Oltre alla condizione della struttura, per cui sono promessi da tempo interventi di ristrutturazione non ancora realizzati, la situazione drammatica è infatti quella del trattamento dei detenuti: “Qualcuno si è avvicinato alle sbarre al nostro passaggio – ha scritto Mainetti – Un uomo mi ha chiesto se potevo fare in modo che la turca della sua cella venisse aggiustata. Erano quattro giorni che non scaricava le sue feci, mi ha spiegato. Un altro uomo era al buio. Si è sporto dalle sbarre e mi ha detto che avrebbe voluto un po’ di luce. Il poliziotto che era con me, un po’ imbarazzato, gli ha detto di accenderla con l’interruttore interno, che sicuramente avrebbe funzionato. Ma lui ha detto di no, mancava proprio la lampadina. Effettivamente la luce non si accendeva. Non so da quanti giorni quel signore fosse al buio dalle quattro e mezza di pomeriggio fino all’alba del giorno dopo”.
Il racconto che l’esponente di Antigone fa, simile a quello che negli anni si è ripetuto senza che nulla cambiasse, è da togliere il fiato. “Un giovane uomo si teneva a stento in piedi sulle gambe. Aveva un filo di bava che gli colava sulla blusa. Gli occhi semichiusi, come se stesse per addormentarsi in piedi da un momento all’altro. Ha tentato di pronunciare qualche parola rivolto a me che mi ero fermata lì davanti. Faceva fatica ad articolare i suoni. Ha balbettato la parola ‘avvocato’. Mi è stato spiegato che l’uomo era a Torino per un periodo di 30 giorni di osservazione psichiatrica, mandato lì da un altro istituto. Non so cosa si possa osservare e diagnosticare in un uomo imbottito di farmaci fino al punto da non riuscire a parlare e a reggersi in piedi”.
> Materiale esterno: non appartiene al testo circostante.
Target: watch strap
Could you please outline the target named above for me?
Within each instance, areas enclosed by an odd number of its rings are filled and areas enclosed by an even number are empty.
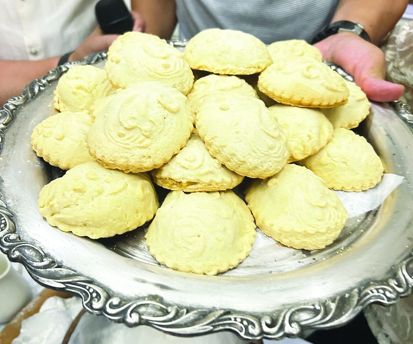
[[[62,64],[64,64],[67,62],[69,61],[69,57],[72,55],[73,52],[73,51],[71,51],[69,52],[66,52],[64,55],[62,55],[59,60],[59,63],[57,64],[58,66],[61,66]]]
[[[324,28],[317,33],[311,40],[311,44],[314,44],[327,38],[329,36],[334,35],[339,32],[352,32],[360,36],[367,42],[370,42],[368,34],[364,30],[364,28],[359,23],[354,23],[348,20],[341,20],[332,23]]]

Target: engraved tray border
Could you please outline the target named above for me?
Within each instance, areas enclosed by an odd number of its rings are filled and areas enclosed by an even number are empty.
[[[185,43],[171,44],[182,47]],[[97,63],[106,58],[104,52],[93,54],[81,62],[59,66],[27,85],[21,95],[9,100],[0,108],[0,152],[7,125],[13,121],[13,112],[18,107],[58,79],[71,67]],[[342,69],[331,64],[327,64],[343,77],[352,80]],[[390,105],[413,129],[413,115],[408,107],[399,101],[392,102]],[[411,253],[400,264],[395,275],[386,280],[371,281],[366,287],[356,287],[346,294],[334,298],[298,305],[271,316],[258,317],[223,309],[190,310],[178,304],[165,304],[161,297],[158,297],[159,301],[145,298],[126,302],[121,297],[112,296],[99,286],[98,281],[59,266],[40,247],[22,241],[16,233],[13,220],[15,216],[0,196],[0,249],[8,255],[10,260],[22,263],[38,283],[80,297],[83,307],[90,313],[103,315],[128,326],[145,324],[176,335],[194,336],[230,330],[249,339],[298,336],[306,330],[343,325],[370,304],[392,304],[399,298],[410,294],[413,286],[413,255]]]

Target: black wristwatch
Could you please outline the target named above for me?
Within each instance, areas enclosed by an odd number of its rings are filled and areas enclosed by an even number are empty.
[[[368,34],[364,30],[364,27],[360,23],[342,20],[332,23],[325,26],[314,36],[311,41],[311,44],[314,44],[329,36],[339,32],[352,32],[367,42],[370,41]]]
[[[72,55],[73,53],[73,51],[71,51],[69,52],[66,52],[64,55],[62,55],[60,57],[60,58],[59,59],[59,62],[57,63],[57,66],[61,66],[62,64],[64,64],[66,62],[69,61],[69,57],[70,57],[70,55]]]

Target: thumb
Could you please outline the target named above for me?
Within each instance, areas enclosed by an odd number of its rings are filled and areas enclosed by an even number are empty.
[[[365,64],[365,67],[361,71],[357,71],[356,69],[354,75],[356,83],[371,100],[375,102],[396,100],[403,95],[404,88],[401,85],[385,80],[385,67],[377,61],[370,66]]]
[[[356,83],[363,90],[367,97],[375,102],[392,102],[399,99],[403,94],[404,87],[382,78],[367,75]]]
[[[144,32],[145,31],[145,22],[139,14],[134,11],[131,11],[131,14],[133,19],[133,27],[132,31]]]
E ancora: “Nell’ultima cella prima dell’uscita c’era un ragazzino. Avrà avuto 25 anni. Gli ho chiesto come andasse. Le lacrime hanno cominciato a scendergli dagli occhi. Mi ha detto che non capiva perché fosse lì, che gli mancava sua madre e che aveva tanta paura tutte le notti. Mi ha pregato di farlo trasferire. Gli operatori mi hanno spiegato che erano in attesa che si liberasse un posto in una Rems, le residenze a vocazione sanitaria per l’esecuzione delle misure di sicurezza psichiatriche. Il ragazzo non avrebbe dovuto trovarsi lì, non c’era titolo per la sua detenzione. Sono uscita e ho chiamato la madre. Era contenta che almeno qualcuno avesse visto suo figlio. Lei non ci era riuscita, nessuno le aveva detto dove lo avessero portato. Adesso si apprestava a recarsi a Torino”.
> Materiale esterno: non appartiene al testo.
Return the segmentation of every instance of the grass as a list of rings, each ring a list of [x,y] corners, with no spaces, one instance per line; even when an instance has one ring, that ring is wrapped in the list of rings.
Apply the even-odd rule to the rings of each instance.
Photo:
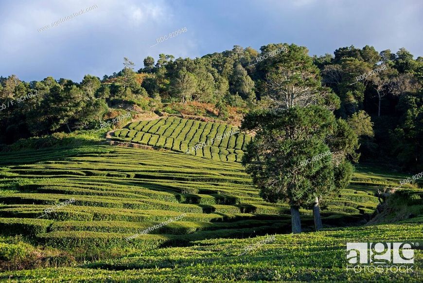
[[[380,225],[313,233],[194,242],[189,246],[153,249],[113,260],[70,267],[0,273],[9,282],[226,282],[262,281],[407,282],[423,278],[423,252],[415,249],[413,272],[347,271],[346,243],[401,242],[423,244],[422,224]],[[266,244],[258,245],[260,242]],[[248,247],[253,247],[248,250]]]
[[[211,147],[210,155],[207,151],[180,152],[229,129],[169,117],[134,122],[117,133],[120,139],[122,135],[124,140],[138,139],[173,151],[82,143],[76,147],[30,147],[28,151],[0,152],[0,237],[6,239],[0,238],[0,257],[9,259],[0,258],[0,269],[5,268],[1,264],[5,260],[11,263],[7,268],[14,269],[70,266],[6,272],[0,273],[0,280],[399,279],[395,274],[373,279],[346,273],[345,245],[349,241],[421,241],[422,189],[403,186],[387,202],[386,209],[380,207],[383,210],[373,222],[358,227],[379,204],[377,190],[397,188],[406,176],[357,166],[349,187],[325,200],[322,216],[327,230],[288,234],[288,205],[264,202],[241,165],[227,162],[242,156],[248,136],[219,140]],[[229,160],[231,152],[238,155]],[[45,213],[71,199],[74,202]],[[312,231],[312,211],[300,212],[304,231]],[[159,226],[181,214],[180,220]],[[388,224],[398,222],[402,224]],[[374,225],[379,224],[384,225]],[[159,226],[139,235],[155,226]],[[240,256],[246,246],[266,234],[277,234],[276,241]],[[19,235],[21,241],[9,240]],[[416,266],[421,268],[421,250],[415,251]],[[94,255],[88,258],[96,262],[81,265],[81,255],[89,253]],[[15,254],[18,259],[12,261]],[[39,255],[44,259],[37,259]],[[110,259],[115,257],[118,258]],[[54,264],[45,263],[52,261]],[[404,275],[404,281],[417,281],[420,269],[415,275]]]

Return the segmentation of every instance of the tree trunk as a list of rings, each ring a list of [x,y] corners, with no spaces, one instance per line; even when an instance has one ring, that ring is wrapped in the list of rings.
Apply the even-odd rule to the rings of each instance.
[[[66,126],[68,127],[68,130],[69,130],[69,133],[70,133],[71,132],[72,132],[72,131],[70,131],[70,128],[69,128],[69,125],[67,123],[66,123]]]
[[[301,233],[301,219],[300,218],[300,208],[291,206],[291,225],[292,233]]]
[[[378,93],[377,94],[379,96],[379,108],[377,111],[377,116],[380,117],[380,101],[382,100],[382,97],[380,96],[380,94],[379,94],[379,93]]]
[[[323,227],[322,219],[320,218],[320,208],[319,208],[319,199],[316,198],[314,206],[313,208],[313,217],[314,218],[314,228],[316,231],[321,230]]]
La direttrice del carcere, prosegue il racconto, “ci ha detto che lei ha la coscienza a posto perché ha scritto varie lettere al proposito e attende interventi. Certo, da sola non può fare molto. Ma qualcosa forse sì. Come qualcosa può fare la gestione sanitaria della sezione. Come qualcosa possiamo fare noi: far conoscere l’indecenza di questi posti, dove gli esseri umani sono privati di ogni dignità, trattati come corpi ammassati. Dove si rinuncia a vite umane come se fossero niente”.
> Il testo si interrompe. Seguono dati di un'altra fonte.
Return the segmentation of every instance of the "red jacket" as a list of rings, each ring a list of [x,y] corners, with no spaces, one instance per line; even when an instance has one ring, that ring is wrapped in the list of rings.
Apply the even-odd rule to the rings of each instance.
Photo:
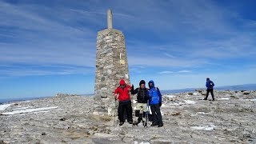
[[[123,88],[122,88],[122,86],[124,86]],[[120,86],[117,87],[114,90],[115,94],[119,94],[118,100],[119,101],[130,101],[130,94],[129,91],[131,90],[130,86],[126,85],[125,81],[122,79],[120,81]]]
E ancora: “Mi rivolgo alle autorità centrali che non sempre conoscono la periferia penitenziaria, mi rivolgo ai tanti dirigenti attenti e democratici che fanno con passione il proprio lavoro. Mi rivolgo agli operatori dell’informazione, che possono chiedere all’ufficio stampa del Ministero della Giustizia di essere autorizzati a entrare al reparto Sestante del carcere di Torino per raccontare fuori quel che troveranno dentro. Mi rivolgo a tutti loro: non credetemi, andate a vedere”.